2900 Lab

Lab Section 2

Group 3

Asmus, John

Chan, Beckie

Chen, Michael

Chiu, Michael

Thammasatit, Peter

Introduction

The objective of this project was to create an AM2900 microprocessor using our previously built AM2901 alu and AM2910 sequencer. This processor is used to implement a binary coded decimal converter.

The binary coded decimal program is written in assembly language. We had access to twelve different macroinstructions: STM, ADD, SUB, OR, AND, JMP, HALT, LODM, LODI, MOV, JGE, and CMP. After creating this program, it was then parsed and converted to its binary equivalent. This binary file was next stored in a RAM and the ALU2900 implements the instructions.

Each of the macroinstructions is made up of one or more microinstructions. The function of the AM2900 is to fetch each macroinstruction, find its corresponding microinstructions, and implement the microinstructions. The following is a summary of some of the major components of the AM2900. One of the essential parts of the processor is the instruction register. This register obtains macroinstructions from the outside RAM, which are latched in whenever WR_EN is enabled. The Mapping PROM takes the four bit opcodes of the macroinstructions and finds the address of its corresponding microinstructions. This address is then passed to the sequencer which controls the flow of microinstructions to be implemented. The microinstruction address is then passed to the microprogram memory. This logic block generates all the signals necessary to complete the particular microinstruction. The signals are held in the pipeline register for one clock cycle before going to the AM2901. Also before going to the alu, the macro and micro register decoder adds one bit to the most significant bit of A and B depending on whether they use macro or micro registers. The alu takes all these signals and generates a result. Then another microinstruction or macroinstruction is executed depending on the sequencer.

2900 Architecture

Functionality and How It Works

Mapping PROM

The mapping PROM takes the four-bit opcode of the macroinstruction and converts it to the address of the microinstruction. This component was created using a ROM with input of four bits and output of twelve bits.

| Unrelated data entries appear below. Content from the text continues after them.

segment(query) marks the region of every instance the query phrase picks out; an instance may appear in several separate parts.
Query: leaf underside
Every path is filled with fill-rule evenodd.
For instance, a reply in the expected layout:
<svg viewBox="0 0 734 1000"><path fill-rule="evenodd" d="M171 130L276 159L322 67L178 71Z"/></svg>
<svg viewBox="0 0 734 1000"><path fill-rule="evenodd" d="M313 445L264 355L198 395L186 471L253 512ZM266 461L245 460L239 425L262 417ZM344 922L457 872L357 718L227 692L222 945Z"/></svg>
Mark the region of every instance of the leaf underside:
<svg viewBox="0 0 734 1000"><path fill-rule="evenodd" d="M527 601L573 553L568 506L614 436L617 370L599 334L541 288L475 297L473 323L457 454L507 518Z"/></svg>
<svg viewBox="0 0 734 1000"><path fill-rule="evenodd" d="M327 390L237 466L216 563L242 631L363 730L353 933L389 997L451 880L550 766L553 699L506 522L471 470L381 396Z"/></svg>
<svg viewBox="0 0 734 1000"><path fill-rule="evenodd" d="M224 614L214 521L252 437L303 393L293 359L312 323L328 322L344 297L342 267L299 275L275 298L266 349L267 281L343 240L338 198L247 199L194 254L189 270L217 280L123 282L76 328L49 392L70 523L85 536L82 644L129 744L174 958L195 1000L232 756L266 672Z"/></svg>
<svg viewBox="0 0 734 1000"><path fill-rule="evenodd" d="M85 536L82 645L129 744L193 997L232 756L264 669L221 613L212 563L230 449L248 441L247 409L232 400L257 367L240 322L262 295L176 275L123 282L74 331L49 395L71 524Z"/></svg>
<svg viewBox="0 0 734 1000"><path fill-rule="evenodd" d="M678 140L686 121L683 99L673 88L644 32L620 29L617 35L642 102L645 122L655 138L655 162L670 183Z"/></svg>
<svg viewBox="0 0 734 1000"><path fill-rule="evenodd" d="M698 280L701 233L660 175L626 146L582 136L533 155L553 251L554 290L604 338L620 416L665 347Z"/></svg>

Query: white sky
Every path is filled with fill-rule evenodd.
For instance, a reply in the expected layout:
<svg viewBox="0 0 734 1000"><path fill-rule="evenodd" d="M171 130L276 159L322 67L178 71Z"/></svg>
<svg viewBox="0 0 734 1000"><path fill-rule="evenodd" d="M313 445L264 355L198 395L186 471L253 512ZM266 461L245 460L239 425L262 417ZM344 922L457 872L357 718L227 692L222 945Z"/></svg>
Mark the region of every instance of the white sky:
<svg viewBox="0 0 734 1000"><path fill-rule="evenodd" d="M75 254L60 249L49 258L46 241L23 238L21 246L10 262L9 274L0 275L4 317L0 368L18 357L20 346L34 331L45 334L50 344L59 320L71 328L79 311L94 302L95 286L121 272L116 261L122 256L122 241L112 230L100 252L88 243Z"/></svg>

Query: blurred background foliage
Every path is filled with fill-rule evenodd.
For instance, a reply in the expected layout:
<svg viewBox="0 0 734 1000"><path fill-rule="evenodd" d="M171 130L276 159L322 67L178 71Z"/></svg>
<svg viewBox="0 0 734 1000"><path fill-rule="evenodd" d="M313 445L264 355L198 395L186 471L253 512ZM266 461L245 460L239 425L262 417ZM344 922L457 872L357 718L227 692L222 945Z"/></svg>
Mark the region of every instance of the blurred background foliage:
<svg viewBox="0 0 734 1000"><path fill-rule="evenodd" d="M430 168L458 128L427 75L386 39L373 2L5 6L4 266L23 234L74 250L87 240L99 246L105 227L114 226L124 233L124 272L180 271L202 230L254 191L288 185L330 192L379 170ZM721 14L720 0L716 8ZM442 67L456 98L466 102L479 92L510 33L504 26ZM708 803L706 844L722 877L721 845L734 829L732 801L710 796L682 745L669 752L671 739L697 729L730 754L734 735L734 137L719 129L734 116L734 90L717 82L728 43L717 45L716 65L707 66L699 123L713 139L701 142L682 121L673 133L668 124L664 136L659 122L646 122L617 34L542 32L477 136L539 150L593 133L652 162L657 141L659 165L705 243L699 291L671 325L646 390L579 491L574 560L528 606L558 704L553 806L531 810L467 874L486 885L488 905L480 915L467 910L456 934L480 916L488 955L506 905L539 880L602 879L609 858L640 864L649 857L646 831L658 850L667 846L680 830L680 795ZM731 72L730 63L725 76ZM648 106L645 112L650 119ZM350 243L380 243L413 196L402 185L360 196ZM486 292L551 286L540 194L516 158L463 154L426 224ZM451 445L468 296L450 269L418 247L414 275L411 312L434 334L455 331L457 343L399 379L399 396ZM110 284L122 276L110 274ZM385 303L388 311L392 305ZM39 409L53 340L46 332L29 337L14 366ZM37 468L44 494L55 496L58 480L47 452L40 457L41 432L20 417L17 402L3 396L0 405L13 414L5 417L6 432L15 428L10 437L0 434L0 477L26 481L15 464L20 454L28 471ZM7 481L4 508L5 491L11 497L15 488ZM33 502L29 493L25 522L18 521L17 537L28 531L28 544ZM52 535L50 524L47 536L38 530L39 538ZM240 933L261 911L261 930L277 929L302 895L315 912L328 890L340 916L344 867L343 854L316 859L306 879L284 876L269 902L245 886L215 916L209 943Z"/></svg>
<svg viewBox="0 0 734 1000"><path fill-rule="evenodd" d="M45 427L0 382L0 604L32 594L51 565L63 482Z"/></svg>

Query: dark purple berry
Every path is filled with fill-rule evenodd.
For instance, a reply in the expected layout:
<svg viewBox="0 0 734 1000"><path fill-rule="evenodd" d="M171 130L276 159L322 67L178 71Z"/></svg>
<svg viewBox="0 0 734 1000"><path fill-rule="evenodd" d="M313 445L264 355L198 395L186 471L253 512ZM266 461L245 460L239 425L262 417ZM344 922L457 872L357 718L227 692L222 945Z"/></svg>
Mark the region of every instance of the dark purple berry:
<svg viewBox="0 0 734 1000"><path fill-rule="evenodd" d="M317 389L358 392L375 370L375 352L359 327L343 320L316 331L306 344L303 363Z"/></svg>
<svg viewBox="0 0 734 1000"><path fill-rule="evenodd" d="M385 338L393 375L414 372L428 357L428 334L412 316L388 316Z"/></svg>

The following table specifies what opcode mapped to what instruction. The opcode is in binary, and microinstruction address is in decimal:

Marcroinstruction	Opcode	Microinstruction Address
LODM	0000	2
LODI	0001	4
MOV	0010	5
CMP	0011	6
JGE	0100	7
STM	0101	9
ADD	0110	11
SUB	0111	12
OR	1000	13
AND	1001	14
JMP	1010	15
HLT	1111	16

All other opcodes not specified in the table are invalid. So, invalid instructions will map to 0. 0 is the address of the microinstruction, which fetches a new instruction. The microinstruction addresses are then inputted to the AM2910 Sequencer. The AM2910 can use this value to find what microinstructions to implement.

Macro and Micro Register Decoder

The Macro and Micro Register Decoder is simply a multiplexor, which selects addresses from either macro or micro A and B. The RAM of the ALU has a total of 16 register locations, which require 4 bits to address. This RAM is divided in half, allotting 8 locations for macroinstruction storage and 8 locations for microinstruction storage. We made the lower 8 locations for microinstructions and the upper 8 locations for macroinstructions. Hence, in binary, the most significant bit of the micro register locations begins with a 0, and the most significant bit of the macro register locations begins with a 1. The one exception to the division of the RAM is that the macro PC is located at register 0 always.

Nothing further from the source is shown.